A veces, a esta edad, uno piensa que está convirtiéndose en un tempano de hielo. Sientes que ya nada te sorprende, que lo mismo da aquí que allá, que el mundo era mejor mundo antes.
Y es entonces cuando te preguntas si debiste haber asegurado la vida, si debiste saldar los compromisos cuando la vida era un mar de emociones y desbordabas en latidos de satisfacción.
Pero la vida es aquí y ahora. La vida no termina hasta cuando no termines de levantarte, abrir tus ojos y percibir la belleza humana. No termina hasta que no dejes de sentir, así creas que sientes menos.

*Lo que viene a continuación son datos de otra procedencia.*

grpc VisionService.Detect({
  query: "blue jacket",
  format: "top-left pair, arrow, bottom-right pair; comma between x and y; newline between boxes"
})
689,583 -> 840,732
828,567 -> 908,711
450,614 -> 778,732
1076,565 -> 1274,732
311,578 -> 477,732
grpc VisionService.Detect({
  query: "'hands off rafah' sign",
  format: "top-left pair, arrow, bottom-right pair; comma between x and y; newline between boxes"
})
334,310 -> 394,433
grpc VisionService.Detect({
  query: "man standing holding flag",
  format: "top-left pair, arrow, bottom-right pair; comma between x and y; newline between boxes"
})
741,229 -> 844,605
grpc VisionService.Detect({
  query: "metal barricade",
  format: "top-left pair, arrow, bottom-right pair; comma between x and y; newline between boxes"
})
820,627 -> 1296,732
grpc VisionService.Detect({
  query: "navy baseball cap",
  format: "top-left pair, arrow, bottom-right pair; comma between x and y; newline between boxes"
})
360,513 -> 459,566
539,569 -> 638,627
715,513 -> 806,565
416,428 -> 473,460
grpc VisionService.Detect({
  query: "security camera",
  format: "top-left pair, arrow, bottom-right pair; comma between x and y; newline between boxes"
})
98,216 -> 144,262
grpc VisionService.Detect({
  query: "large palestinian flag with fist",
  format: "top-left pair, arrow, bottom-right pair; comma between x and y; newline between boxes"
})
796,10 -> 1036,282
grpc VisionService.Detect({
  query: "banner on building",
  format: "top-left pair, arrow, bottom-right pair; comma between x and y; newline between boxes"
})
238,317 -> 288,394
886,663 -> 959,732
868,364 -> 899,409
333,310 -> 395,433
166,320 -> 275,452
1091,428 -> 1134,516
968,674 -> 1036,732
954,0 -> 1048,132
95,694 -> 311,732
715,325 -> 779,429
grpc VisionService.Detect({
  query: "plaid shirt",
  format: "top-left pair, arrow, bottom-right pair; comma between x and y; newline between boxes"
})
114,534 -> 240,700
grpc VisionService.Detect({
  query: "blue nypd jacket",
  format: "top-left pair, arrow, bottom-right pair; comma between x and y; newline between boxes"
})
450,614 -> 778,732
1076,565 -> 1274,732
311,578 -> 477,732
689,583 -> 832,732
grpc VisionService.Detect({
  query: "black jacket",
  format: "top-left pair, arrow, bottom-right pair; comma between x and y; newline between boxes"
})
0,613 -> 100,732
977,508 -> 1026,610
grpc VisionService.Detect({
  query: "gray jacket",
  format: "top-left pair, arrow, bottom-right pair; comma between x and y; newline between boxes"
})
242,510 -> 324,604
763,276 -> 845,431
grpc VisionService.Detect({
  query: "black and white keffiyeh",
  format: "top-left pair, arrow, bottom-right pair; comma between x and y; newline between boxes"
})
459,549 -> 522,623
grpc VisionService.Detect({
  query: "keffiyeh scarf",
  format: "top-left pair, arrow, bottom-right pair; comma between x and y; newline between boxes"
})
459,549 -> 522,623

Todo esto se aprende cuando aparecen como meteoritos, de repente, las personas y los momentos. Se aprende cuando te cachetea el destino mostrándote que aún estás vivo.

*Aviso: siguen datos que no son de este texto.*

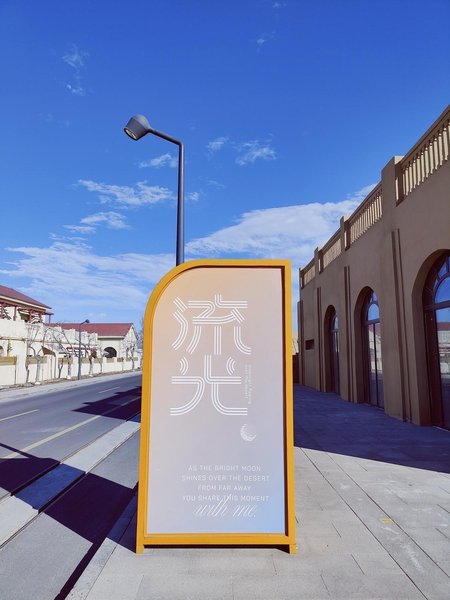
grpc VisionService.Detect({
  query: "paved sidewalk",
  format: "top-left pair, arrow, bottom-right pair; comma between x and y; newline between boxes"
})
69,387 -> 450,600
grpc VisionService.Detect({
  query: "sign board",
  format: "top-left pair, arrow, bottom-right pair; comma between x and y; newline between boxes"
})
136,260 -> 295,552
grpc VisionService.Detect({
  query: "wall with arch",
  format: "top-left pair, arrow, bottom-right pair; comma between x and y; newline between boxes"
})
298,108 -> 450,425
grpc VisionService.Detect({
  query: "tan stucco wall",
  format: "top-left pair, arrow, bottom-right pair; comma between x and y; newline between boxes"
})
299,109 -> 450,424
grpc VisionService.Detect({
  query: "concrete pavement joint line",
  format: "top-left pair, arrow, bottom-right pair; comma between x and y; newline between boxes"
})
0,408 -> 39,423
0,421 -> 140,547
0,396 -> 140,460
326,452 -> 450,579
302,444 -> 432,600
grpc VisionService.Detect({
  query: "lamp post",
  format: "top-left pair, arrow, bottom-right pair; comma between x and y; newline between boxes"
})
124,115 -> 184,265
78,319 -> 89,379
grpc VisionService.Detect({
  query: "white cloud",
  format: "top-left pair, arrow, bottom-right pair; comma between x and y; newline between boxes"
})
138,153 -> 178,169
204,179 -> 225,190
0,185 -> 374,323
62,44 -> 89,71
186,185 -> 374,266
256,31 -> 275,47
236,140 -> 277,166
62,44 -> 89,96
0,242 -> 174,322
64,225 -> 95,234
206,137 -> 229,152
66,82 -> 86,96
78,179 -> 175,207
81,211 -> 128,229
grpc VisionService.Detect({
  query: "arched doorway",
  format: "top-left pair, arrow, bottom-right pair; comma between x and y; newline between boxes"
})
103,346 -> 117,358
423,252 -> 450,429
362,290 -> 384,408
324,306 -> 340,394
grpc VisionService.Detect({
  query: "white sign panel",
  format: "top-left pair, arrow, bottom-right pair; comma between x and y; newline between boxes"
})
138,261 -> 298,552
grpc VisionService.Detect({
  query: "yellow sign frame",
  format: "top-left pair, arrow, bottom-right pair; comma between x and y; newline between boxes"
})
136,259 -> 296,554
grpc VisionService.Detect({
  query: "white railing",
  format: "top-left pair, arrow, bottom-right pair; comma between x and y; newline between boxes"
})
322,229 -> 341,269
348,183 -> 383,244
397,107 -> 450,202
300,259 -> 316,287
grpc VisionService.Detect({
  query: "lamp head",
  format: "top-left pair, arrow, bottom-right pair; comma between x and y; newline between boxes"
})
123,115 -> 151,140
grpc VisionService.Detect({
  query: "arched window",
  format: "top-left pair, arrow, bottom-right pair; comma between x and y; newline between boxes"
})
423,252 -> 450,429
330,311 -> 340,394
103,346 -> 117,358
363,290 -> 384,408
324,305 -> 340,394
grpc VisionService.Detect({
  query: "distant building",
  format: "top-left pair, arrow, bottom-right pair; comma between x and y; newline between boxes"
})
53,323 -> 138,359
0,285 -> 52,323
299,107 -> 450,428
0,286 -> 140,387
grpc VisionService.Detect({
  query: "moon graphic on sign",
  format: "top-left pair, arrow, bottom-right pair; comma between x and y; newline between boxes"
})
241,423 -> 256,442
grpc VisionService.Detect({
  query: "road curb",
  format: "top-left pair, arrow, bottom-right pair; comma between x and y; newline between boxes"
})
67,488 -> 137,600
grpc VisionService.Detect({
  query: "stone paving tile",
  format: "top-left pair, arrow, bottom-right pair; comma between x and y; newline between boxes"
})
189,550 -> 276,577
80,569 -> 143,600
322,571 -> 426,600
233,574 -> 329,600
136,573 -> 234,600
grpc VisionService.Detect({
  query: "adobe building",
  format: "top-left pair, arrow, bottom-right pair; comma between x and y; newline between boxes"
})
298,106 -> 450,428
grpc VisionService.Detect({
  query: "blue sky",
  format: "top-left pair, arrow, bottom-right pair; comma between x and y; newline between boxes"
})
0,0 -> 450,324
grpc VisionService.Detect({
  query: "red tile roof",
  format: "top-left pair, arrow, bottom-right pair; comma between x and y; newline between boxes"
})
52,323 -> 134,337
0,285 -> 50,310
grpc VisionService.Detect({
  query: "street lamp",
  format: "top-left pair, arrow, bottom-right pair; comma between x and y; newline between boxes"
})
123,115 -> 184,265
78,319 -> 89,379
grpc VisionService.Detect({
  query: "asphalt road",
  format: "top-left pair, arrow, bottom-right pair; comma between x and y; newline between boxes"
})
0,433 -> 139,600
0,373 -> 141,500
0,373 -> 141,600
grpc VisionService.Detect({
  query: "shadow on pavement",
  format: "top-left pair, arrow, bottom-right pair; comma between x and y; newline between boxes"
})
74,386 -> 141,420
0,443 -> 59,498
294,385 -> 450,473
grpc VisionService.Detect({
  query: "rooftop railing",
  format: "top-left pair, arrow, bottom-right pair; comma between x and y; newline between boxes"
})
397,107 -> 450,202
348,183 -> 383,245
320,229 -> 342,271
300,259 -> 316,287
300,106 -> 450,288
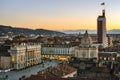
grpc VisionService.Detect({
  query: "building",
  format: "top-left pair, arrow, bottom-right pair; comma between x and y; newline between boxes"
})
98,52 -> 118,62
97,10 -> 107,47
75,31 -> 98,59
0,46 -> 12,69
42,44 -> 75,60
10,43 -> 41,70
108,36 -> 113,47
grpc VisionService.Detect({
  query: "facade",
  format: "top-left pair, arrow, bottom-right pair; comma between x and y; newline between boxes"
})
108,36 -> 113,47
41,44 -> 75,60
98,52 -> 118,62
97,10 -> 107,47
0,56 -> 11,69
10,44 -> 41,70
75,31 -> 98,59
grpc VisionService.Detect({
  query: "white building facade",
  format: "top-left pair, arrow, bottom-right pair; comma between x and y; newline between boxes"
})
10,44 -> 41,70
75,31 -> 98,59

Se aprende, cuando el elixir de la vida te arropa en una cama y te hace sentir tanto, que el último aliento es un sorbo de oxígeno desesperado.
Ese elixir del ser humano, esos pequeños detalles, como una marca en su cuerpo, como unas puntas de cabello coloridas que huelen mejor que ropa limpia de casa. Vuelves a sentirte vivo, cuando conoces la rebeldía, la libertad, la locura hecha un cuerpo, unos labios, una mujer.
Yo no quiero un amor eterno, ni quiero que sea mía. Porque las formalidades olvidan la capacidad de sentir y alejar los prejuicios constantes. Yo no la quiero mía, aunque moriría por morir en latidos de satisfacción por el resto de mis días.